Clean Grid Alliance said the average Illinois homeowner in ComEd territory will be hit with a substantial cost increase from June 2026, in addition to a recent 20-25% price rise.
“Today’s capacity auction results yet again demonstrate that the ComEd zone needs more capacity to satisfy growing demand for power. The fastest and cheapest way to get this additional capacity for customers is to build battery energy storage projects and build them now,” said VP of advocacy at Clean Grid Alliance, Jeff Danielson.
CUB noted that auction prices were even higher in other states within the PJM Interconnection regional transmission organisation (RTO) and independent system operator (ISO) territory that spans all or part of 13 US states and the District of Columbia.
Baltimore Gas & Electric Zone (BGE) in Maryland saw prices at US$466.35/MW-day.

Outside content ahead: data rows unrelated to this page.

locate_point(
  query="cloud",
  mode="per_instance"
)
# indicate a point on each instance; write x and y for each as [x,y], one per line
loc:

Dominion Energy’s service areas in Virginia and North Carolina hit US$444.26/MW-day.
The good news, for Illinois at least, is that activities are underway to direct the state’s first competitive solicitations for energy storage through the Illinois Power Agency.
In May, staff at the Illinois Commerce Commission (ICC) made recommendations for the procurement programme, which under its proposals would make standalone facilities of over 20MW output, 4-hour duration and minimum 85% round-trip efficiency (RTE) eligible.
State Senator Bill Cunningham and Representative Marcus Evans introduced a bill in March that would set the state a 15GW storage deployment target along with reducing energy bills in Illinois.
In the Clean and Reliable Grid Affordability Act (SB40) legislation, which has been proposed since then, the targets have been pared back from Evans’s bill to 3GW by 2030 to replace 3GW of fossil fuel retirements and a minimum of 6GW of storage operational by 2035.
SB40 would also make other amendments to state energy policy, including establishing a virtual power plant (VPP) programme and rebates for VPP participation, Renewable Portfolio Standard (RPS) reforms and interconnection reforms, among others.
“The Illinois legislature is long overdue to pass legislation that instructs the Illinois Power Agency to procure low-cost battery storage projects to save ratepayers money,” Clean Grid Alliance’s Jeff Danielson said, referring to studies from the Illinois Power Agency and its Power Bureau which he said showed 6GW of storage could save ratepayers “billions of dollars a year in direct energy costs and PJM capacity costs.”
“This extended price spike was preventable,” CUB’s Sarah Moskowitz said.
“It ramps up the urgency of implementing long-term reforms at PJM and comprehensive energy legislation in Illinois, such as the Clean and Reliable Grid Affordability Act, to protect customers from price spikes that serve only to give power generators windfall profits.”